How can I denormalize a vector that has been normalized to get the original values prior to normalizing?

For example:

vec = [-0.5, -1.0, 0.0]
vec_length = sqrt(vec.x^2 + vec.y^2 + vec.z^2)
vec_normalized = [vec.x/vec_length, vec.y/vec_length, vec.z/vec_length]

yields:

vec_length = 1.11803
vec_normalized = [-0.447214,-0.894427,0]

How can I get the original vector [-0.5, -1.0, 0.0] from the normalized vector [-0.447214,-0.894427,0]?

Thanks!

You can't.
There are infinite number of vectors whose normalized form is [-0.447214, -0.894427, 0].

If you want a "nicer" form, you can try up-scaling to an arbitrary number, random example:

I want x to be -3:

scale = -3 / vec_normalized.x;
vec2 = [vec_normalized.x * scale, vec_normalized.y * scale, vec_normalized.z * scale];

result:

scale = 6.70819787
vec2 = [-3, -6, 0]

But be careful not to choose a component which is 0, because that would yield scale = infinity.

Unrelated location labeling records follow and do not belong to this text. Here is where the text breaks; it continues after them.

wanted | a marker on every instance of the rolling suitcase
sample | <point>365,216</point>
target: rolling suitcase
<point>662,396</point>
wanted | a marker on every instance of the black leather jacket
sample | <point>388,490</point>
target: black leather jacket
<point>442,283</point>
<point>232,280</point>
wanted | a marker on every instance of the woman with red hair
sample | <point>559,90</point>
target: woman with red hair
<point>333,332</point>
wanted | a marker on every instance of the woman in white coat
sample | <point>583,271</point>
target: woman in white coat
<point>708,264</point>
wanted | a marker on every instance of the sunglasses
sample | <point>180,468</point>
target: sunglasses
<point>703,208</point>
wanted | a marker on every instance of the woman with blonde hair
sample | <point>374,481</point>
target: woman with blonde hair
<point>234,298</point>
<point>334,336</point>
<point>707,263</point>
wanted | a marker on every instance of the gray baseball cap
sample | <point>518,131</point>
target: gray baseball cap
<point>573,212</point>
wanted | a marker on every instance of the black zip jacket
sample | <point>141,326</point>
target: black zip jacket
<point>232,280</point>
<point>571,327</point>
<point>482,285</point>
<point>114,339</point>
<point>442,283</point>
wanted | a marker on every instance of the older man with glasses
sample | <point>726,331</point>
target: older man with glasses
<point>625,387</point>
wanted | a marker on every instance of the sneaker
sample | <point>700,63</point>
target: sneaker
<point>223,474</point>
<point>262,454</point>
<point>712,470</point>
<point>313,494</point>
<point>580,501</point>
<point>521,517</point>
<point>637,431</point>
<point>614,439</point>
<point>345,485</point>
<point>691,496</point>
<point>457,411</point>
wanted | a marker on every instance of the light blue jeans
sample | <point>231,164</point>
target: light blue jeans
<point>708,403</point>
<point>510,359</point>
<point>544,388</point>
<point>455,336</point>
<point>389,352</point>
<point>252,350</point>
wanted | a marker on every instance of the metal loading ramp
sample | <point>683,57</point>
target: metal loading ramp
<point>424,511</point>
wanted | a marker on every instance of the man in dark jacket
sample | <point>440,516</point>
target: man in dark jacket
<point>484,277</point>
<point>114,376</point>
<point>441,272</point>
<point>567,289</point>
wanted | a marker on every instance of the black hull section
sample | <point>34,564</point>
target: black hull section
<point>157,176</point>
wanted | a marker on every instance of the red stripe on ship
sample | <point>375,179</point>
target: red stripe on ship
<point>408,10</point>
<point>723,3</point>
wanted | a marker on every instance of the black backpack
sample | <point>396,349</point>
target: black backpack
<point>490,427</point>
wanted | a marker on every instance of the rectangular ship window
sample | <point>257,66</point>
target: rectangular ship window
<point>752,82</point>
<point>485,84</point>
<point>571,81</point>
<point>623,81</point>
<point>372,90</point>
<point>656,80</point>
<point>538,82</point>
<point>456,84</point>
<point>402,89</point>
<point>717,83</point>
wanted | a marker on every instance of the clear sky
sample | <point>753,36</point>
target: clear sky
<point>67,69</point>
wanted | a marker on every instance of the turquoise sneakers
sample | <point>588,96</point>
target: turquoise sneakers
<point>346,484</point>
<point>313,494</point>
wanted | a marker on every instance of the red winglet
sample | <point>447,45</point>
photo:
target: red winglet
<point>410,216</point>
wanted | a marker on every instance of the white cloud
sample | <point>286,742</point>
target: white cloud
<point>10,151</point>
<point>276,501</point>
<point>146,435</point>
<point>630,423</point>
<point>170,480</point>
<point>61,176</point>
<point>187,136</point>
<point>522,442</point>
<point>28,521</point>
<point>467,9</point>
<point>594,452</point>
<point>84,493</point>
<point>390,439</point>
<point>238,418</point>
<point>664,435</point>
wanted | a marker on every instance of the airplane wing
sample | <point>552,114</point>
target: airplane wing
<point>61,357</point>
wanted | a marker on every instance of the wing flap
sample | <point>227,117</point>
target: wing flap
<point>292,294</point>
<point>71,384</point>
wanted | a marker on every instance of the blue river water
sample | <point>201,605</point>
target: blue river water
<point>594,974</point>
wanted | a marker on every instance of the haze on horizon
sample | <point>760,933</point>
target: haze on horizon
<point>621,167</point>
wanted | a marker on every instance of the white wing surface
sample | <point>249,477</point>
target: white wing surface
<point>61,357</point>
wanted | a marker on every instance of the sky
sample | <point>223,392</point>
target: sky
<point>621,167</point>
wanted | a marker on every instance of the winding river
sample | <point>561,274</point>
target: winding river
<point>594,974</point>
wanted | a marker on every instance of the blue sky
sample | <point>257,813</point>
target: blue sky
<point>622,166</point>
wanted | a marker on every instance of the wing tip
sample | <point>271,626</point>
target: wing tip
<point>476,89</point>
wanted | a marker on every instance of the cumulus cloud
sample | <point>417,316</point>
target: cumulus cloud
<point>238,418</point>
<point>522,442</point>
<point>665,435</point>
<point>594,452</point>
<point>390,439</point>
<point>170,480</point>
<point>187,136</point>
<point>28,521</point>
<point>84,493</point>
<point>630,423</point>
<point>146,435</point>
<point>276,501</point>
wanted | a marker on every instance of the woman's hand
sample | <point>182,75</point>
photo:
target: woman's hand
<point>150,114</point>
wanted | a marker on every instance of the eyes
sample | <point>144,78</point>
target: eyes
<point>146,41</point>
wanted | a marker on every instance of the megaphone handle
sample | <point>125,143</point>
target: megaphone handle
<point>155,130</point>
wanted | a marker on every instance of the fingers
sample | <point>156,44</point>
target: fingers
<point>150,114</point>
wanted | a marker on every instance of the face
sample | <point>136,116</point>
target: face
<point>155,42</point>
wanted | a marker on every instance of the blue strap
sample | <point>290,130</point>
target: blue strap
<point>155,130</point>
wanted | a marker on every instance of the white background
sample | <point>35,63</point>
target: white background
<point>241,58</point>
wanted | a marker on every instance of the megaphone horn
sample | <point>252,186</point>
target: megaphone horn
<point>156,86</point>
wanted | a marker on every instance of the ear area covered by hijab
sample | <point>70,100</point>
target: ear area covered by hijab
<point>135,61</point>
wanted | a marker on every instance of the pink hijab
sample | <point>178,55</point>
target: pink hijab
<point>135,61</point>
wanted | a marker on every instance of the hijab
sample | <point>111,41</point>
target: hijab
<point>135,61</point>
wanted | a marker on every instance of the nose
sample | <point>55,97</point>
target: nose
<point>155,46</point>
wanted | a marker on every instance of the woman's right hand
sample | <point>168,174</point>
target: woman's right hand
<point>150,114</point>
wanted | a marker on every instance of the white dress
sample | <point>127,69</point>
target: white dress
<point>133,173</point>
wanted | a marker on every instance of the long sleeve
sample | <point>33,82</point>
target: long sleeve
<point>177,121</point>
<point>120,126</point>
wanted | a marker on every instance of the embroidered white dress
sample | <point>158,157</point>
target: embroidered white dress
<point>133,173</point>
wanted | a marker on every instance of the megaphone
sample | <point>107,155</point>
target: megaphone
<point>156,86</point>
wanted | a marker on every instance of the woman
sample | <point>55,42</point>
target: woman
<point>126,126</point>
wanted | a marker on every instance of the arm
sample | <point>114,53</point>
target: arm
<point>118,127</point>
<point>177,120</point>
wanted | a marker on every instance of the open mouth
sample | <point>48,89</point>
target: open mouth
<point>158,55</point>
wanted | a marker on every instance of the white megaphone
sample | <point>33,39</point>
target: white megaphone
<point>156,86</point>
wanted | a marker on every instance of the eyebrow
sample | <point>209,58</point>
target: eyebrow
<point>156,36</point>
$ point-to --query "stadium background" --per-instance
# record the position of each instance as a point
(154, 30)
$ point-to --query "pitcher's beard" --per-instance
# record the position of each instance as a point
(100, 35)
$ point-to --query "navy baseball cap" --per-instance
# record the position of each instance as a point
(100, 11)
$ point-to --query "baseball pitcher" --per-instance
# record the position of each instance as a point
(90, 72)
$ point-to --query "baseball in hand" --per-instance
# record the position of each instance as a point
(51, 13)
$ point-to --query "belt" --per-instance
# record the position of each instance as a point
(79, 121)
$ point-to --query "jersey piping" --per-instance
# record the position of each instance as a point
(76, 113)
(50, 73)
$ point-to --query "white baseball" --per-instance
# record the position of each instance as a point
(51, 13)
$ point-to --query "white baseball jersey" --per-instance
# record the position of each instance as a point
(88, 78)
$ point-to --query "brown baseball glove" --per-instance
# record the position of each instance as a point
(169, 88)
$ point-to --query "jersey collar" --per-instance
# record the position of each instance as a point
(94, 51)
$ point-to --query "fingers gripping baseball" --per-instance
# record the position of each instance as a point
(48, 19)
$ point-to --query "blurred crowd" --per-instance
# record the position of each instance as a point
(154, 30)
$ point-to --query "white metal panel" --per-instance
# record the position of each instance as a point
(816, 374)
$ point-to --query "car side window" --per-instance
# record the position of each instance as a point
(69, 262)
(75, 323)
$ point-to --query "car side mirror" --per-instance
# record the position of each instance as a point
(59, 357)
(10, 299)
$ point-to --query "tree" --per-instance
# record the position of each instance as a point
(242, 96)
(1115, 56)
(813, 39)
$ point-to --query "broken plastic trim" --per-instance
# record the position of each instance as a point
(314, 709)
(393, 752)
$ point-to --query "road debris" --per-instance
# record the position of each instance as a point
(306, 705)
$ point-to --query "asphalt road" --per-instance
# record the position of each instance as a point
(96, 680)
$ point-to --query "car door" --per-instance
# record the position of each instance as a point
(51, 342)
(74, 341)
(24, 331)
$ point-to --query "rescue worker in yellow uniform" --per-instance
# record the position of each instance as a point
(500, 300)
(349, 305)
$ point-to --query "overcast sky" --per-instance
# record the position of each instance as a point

Recovery: The inverse of division is multiplication. Hence:

vec = [vec_normalized.x*vec_length,
       vec_normalized.y*vec_length,
       vec_normalized.z*vec_length]

If vec_length is unknown, you can not restore the original vector. Normalization can be seen as a lossy compression of direction+magnitude to just direction. There is an infinite number of vectors that map to a single normalized vector.

Mathematically, a function that maps multiple different input values to a single output value, is not invertible.

A nice property about normalized vectors is that if you want a specific magnitude f with that direction, you can just multiply your vector f, and know that it has length f.

Precision: However, note that this does not necessarily give you the original vector, but rather, in the general case, an approximation thereof. This is because of the finite precision with which floating point numbers are represented in memory. Consequently, the normalized vector in computing might not actually be the the exact normalized vector mathematically.